Deceptive alignment seems to be the likely outcome of training a sufficiently intelligent AI using gradient descent.  An ML model with a long term goal and an understanding of its training process would probably pretend to be aligned during training, as this would reduce the amount that gradient descent changes its goals and make humans more likely to deploy it, allowing the model to pursue its goal in the long run.  This seems likely to occur because the gradient descent path to deceptive alignment is shorter than the path to genuine alignment due to the fact that models must very specific goals in order to become genuinely aligned.  Moreover, gradient updates towards deceptive alignment generate large performance increases, further favoring the deceptively aligned path.  Deceptively aligned models are also simpler than genuinely aligned models and so are favored by gradient descent's simplicity bias.  While deceptively aligned models are slower and use more computational power than genuinely aligned ones, biasing our models to use less compute is unlikely to be a viable alignment strategy as it would not be performance competitive.  In order to avoid deceptive alignment, we must find new ways to make gradient descent favor genuinely aligned models.


Epistemic Status

The claims made in this piece mirror those made in Evan Hubinger's "How Likely is Deceptive Alignment," which are somewhat speculative but based off of a fair amount of thought/empirical research.



Thanks to Evan Hubinger, Max Nadeau, Thomas Larsen, Rachel Weinberg, Tom Shlomi, and Robi Rahman for providing feedback


1: Introduction

In “How Likely Is Deceptive Alignment” MIRI alignment researcher Evan Hubinger argues that intelligent AIs trained by gradient descent will by default be deceptively (mis)aligned.  But what does this mean?

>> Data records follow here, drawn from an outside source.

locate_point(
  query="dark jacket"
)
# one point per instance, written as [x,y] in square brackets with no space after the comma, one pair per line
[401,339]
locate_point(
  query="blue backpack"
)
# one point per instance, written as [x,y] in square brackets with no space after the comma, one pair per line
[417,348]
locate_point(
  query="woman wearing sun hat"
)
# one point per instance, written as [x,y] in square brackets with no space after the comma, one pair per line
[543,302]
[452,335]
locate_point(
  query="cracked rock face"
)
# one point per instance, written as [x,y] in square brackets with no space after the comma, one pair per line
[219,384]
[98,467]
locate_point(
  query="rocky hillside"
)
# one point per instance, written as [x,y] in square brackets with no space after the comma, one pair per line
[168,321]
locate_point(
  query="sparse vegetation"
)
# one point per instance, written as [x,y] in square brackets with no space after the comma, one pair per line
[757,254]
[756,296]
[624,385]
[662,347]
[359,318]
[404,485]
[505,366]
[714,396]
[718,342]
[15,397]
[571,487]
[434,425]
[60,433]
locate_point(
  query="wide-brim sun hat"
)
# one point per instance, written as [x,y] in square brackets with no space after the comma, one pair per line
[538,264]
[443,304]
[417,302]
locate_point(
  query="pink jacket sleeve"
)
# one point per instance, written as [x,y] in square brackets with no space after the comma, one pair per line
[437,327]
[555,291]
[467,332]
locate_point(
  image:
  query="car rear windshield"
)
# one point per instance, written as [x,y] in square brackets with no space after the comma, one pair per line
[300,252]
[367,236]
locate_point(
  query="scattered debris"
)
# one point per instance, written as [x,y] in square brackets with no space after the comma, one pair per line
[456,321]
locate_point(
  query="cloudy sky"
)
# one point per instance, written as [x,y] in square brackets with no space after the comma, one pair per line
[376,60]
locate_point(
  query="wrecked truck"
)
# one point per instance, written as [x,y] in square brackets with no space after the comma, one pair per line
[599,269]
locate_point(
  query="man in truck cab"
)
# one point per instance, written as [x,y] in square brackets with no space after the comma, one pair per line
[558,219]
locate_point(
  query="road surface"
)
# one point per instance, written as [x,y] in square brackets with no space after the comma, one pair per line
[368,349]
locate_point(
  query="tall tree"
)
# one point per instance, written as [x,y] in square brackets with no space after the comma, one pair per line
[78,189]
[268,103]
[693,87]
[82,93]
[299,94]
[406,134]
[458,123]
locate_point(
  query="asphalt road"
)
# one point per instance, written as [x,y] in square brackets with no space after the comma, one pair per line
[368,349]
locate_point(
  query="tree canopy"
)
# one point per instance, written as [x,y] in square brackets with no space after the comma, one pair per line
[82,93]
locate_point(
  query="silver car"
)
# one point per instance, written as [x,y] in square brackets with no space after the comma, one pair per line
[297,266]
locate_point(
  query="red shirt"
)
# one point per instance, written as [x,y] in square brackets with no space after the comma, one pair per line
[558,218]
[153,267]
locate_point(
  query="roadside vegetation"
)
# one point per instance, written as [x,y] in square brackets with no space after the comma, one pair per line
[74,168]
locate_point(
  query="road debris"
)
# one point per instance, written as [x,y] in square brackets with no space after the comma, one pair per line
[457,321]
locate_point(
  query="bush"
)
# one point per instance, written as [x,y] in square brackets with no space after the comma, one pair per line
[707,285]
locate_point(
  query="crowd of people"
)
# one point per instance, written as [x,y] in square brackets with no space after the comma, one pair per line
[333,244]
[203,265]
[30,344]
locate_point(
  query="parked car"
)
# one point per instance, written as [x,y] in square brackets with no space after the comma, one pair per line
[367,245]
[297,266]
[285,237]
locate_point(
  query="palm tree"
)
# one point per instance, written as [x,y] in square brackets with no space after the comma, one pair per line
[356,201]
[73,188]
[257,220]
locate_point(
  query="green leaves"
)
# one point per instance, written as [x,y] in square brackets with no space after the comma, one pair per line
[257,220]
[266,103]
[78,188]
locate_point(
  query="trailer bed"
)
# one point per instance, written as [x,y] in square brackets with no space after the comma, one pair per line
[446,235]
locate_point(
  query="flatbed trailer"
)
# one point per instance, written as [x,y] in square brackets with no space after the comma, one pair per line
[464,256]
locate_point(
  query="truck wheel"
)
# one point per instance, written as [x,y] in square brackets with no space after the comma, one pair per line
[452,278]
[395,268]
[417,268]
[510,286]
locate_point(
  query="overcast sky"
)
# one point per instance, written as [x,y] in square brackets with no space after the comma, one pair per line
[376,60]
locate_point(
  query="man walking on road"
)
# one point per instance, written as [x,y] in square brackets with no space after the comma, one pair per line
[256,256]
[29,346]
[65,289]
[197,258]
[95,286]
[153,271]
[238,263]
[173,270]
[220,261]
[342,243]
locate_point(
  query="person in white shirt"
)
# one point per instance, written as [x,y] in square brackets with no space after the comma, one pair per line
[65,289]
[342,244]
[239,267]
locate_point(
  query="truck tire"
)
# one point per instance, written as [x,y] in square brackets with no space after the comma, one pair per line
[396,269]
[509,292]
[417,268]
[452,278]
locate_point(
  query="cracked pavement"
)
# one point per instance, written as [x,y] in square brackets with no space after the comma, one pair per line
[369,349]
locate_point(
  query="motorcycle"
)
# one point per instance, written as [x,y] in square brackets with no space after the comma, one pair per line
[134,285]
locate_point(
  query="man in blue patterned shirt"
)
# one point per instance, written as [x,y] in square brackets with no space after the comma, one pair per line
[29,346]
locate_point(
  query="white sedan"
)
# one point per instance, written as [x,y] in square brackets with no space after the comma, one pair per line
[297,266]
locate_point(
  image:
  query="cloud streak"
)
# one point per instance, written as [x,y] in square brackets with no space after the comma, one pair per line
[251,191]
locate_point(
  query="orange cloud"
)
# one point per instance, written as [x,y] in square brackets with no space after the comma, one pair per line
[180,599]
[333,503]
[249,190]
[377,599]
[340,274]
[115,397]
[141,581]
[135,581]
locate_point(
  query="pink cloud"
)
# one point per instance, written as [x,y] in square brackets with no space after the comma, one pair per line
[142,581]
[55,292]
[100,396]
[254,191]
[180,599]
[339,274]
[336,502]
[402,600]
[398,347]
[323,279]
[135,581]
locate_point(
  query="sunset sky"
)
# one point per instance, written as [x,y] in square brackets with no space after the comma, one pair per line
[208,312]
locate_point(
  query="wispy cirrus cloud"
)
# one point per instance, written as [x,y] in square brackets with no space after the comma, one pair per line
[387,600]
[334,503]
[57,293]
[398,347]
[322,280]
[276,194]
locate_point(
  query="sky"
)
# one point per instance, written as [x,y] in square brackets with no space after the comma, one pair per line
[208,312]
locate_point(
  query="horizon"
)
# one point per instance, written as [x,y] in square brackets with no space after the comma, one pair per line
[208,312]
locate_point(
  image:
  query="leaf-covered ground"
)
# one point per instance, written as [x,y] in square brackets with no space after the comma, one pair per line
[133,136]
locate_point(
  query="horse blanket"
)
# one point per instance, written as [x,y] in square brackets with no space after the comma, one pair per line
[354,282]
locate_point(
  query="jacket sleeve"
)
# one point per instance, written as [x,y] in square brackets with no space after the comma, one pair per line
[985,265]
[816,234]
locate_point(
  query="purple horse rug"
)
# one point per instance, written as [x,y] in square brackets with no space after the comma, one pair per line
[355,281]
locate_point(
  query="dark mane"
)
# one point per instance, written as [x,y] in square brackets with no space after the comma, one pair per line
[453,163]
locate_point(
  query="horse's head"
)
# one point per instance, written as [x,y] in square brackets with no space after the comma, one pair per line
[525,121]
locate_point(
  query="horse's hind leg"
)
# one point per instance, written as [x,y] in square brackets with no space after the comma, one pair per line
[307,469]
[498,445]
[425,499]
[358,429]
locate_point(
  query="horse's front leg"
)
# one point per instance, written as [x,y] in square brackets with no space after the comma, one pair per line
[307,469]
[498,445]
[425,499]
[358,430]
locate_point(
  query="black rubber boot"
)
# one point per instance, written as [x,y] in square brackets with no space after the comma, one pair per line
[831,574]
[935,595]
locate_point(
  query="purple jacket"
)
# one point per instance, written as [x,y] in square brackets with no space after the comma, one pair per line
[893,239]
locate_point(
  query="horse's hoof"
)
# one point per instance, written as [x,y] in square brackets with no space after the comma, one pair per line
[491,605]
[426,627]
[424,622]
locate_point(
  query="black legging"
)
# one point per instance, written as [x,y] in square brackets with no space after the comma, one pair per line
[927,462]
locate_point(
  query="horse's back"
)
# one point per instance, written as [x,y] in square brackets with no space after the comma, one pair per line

Imagine that the Christian God is trying to create a human who does what the Bible says, at least so long as they are on earth.  He could do this in three ways:

  • He could create Jesus Christ, who, as a copy of God, has literally identical goals to God (which are the same goals that the Bible instructs you to pursue); Jesus is internally aligned.  
  • He could create Martin Luther, who does not have the exact same goals as God but has the goal of understanding what the Bible says and then doing that.  As a result, to the extent that Luther understands the model, he will act aligned with it.  Moreover, if he misunderstands the Bible, his misunderstanding can be corrected through further study or through God directly telling him what the Bible really says.  Luther is therefore corrigibly aligned.  
  • Finally, he could create Blaise Pascal, who acts aligned only because doing so helps him accomplish his own goal of getting into heaven.  If Pascal ceases to have an instrumental reason to act aligned with God, he will start pursuing his own goals by other means.  Pascal is deceptively aligned.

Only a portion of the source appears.